I can understand your point AWolf. I used to measure everything and tried be precise in all that went into my tank (fert wize). I started my dutch tank using PPS pro, then moved on to EI. I met Colin (niloCg) a couple years ago and we've talked quite often and late last year I was telling him that I was always missing daily doses, I asked him if he had something simpler than EI (yes I know it's simple anyway, but I'm lazy). So he told me about his new All-in-one and asked if I would use my tank as a testbed for his new fert. I have a 125g Dutch tank with upwards of 150 fish, 500+ red cherry shrimp, a bamboo shrimp, and some CPO dwarf crays. I started using it in January of 2016 and to be honest, there is very little difference, in terms of results, between EI and Thrive. The difference is that thrive is one bottle that I can dose 3x per week and that's it. I can't remember the last time a fish died and my shrimp colony is thriving so I can say for sure that it is 100% shrimp/fish safe. I think he doesn't want to list the exact recipe because he worked hard to perfect the levels of each ingredient, and it's his business' product that he wants to protect. That being said, I would definitely recommend it if you want to save yourself some trouble. It is a bit more expensive than dry but I'll pay for some convenience.


----------



## Nazasaki

ChalupaBatman said:


> That being said, I would definitely recommend it if you want to save yourself some trouble. It is a bit more expensive than dry but I'll pay for some convenience.



Thanks for the input! I'm going to try the Seachem products I already ordered for a few months and see if I like them. If I don't like the results I'm getting I'll order the liquid for Nilcog.


----------



## AWolf

Nazasaki said:


> Yes they are a form of algae but excel in small doses will not harm them. People normally run into issues when the dose is doubled or when putting excel directly onto the marimo.

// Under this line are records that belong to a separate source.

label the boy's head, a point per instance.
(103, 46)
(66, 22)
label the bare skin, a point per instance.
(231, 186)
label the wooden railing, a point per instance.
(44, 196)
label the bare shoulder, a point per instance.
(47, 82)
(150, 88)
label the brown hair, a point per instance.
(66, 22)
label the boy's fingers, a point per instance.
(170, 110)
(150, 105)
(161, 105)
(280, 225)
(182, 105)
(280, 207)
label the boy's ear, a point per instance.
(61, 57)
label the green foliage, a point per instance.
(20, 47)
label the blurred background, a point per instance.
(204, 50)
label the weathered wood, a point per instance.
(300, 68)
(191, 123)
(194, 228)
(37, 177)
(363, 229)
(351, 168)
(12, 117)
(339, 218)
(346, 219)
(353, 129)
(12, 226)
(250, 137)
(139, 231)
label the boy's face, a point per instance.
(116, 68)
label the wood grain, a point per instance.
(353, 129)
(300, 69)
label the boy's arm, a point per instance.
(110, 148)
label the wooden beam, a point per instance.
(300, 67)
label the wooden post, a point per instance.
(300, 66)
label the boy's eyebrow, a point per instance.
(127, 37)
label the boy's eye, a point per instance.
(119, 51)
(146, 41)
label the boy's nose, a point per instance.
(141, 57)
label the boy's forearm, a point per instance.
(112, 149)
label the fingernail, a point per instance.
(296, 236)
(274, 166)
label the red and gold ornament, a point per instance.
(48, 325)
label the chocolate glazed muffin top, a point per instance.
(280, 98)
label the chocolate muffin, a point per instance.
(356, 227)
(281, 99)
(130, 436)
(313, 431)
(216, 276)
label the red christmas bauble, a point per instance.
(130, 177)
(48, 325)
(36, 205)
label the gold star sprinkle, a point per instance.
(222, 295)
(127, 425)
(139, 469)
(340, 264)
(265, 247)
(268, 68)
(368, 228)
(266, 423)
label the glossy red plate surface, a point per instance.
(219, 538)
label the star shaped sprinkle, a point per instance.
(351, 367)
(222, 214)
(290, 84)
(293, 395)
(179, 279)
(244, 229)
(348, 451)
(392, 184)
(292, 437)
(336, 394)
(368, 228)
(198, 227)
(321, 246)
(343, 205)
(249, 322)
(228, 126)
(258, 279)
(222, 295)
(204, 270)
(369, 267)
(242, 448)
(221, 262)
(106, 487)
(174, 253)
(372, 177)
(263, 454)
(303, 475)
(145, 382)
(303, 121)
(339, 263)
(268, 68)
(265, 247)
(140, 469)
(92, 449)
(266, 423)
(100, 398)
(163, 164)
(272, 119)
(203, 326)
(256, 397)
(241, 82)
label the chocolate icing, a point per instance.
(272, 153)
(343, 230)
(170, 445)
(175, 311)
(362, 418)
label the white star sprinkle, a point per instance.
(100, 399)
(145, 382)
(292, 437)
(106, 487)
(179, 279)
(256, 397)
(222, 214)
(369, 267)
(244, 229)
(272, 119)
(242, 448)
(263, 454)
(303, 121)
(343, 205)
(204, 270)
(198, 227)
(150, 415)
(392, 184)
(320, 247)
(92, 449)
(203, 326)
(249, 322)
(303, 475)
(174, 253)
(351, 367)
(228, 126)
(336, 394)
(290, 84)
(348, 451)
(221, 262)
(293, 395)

I've heard that using 1/2 the recommended dose for excel is common practice in order to keep things alive. I've read many sad stories about excel and it's effects. Less is more.


----------



## Nazasaki

AWolf said:


> Less is more.


Agreed entirely.


----------



## Padres1234

So what's the difference then between Thrive Thrive All In One Liquid Fertilizer | 500ml Bottle - NilocG Aquatics and the Liquid Dosing Liquid NPK+M - NilocG Aquatics


----------



## bsantucci

Two bottles versus one. Three days of dosing versus six. Colin's thrive has his own proprietary blend versus EI though.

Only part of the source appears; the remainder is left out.